Martin Lee commented:

"We are obviously very disappointed with the Court of Appeal's decision that the establishment of the Provisional Legislature is an act of the sovereign which cannot be challenged in Hong Kong courts. This case raises very serious implications for the future of Hong Kong's rule of law and autonomy.

In Hong Kong, we have the common law -- which was expressly held today by the Court of Appeal to continue. And yet under the common law, courts have the jurisdiction to interpret all the laws of Hong Kong, including Hong Kong's constitution, the Basic Law.

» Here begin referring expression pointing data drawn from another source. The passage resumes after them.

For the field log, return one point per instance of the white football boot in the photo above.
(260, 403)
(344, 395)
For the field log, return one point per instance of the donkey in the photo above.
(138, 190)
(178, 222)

Therefore, under the common law, our courts should have jurisdiction to decide whether the appointment of the Provisional Legislative Council is or is not in conformity with the Basic Law. And if the Provisional Legislature is in violation of the Basic Law, this could not be cured by the NPC other than by amendment to the Basic Law.

In mainland China, they do not have the common law, so they do things by interpretation and resolution, which is foreign to our legal system. But this is not Hong Kong's rule of law. There must be a basic flaw if the Chinese Central Government can ignore the Basic Law at will and Hong Kong courts cannot do anything about it. We cannot have a 'common law with Chinese characteristics' -- if 'one country, two systems' is to be at all meaningful, Hong Kong's autonomy and the jurisdiction of our courts must be maintained."

Albert Ho stated:

"There is real potential for the wrong message to be sent to China that the NPC can make decisions -- even those expressly in contravention of the Basic Law -- which cannot be challenged in Hong Kong courts. The court's decision shows the 'one country, two systems' arrangement has a legal fault which allows China's parliament to make a number of important decisions which may not be questioned by Hong Kong's courts."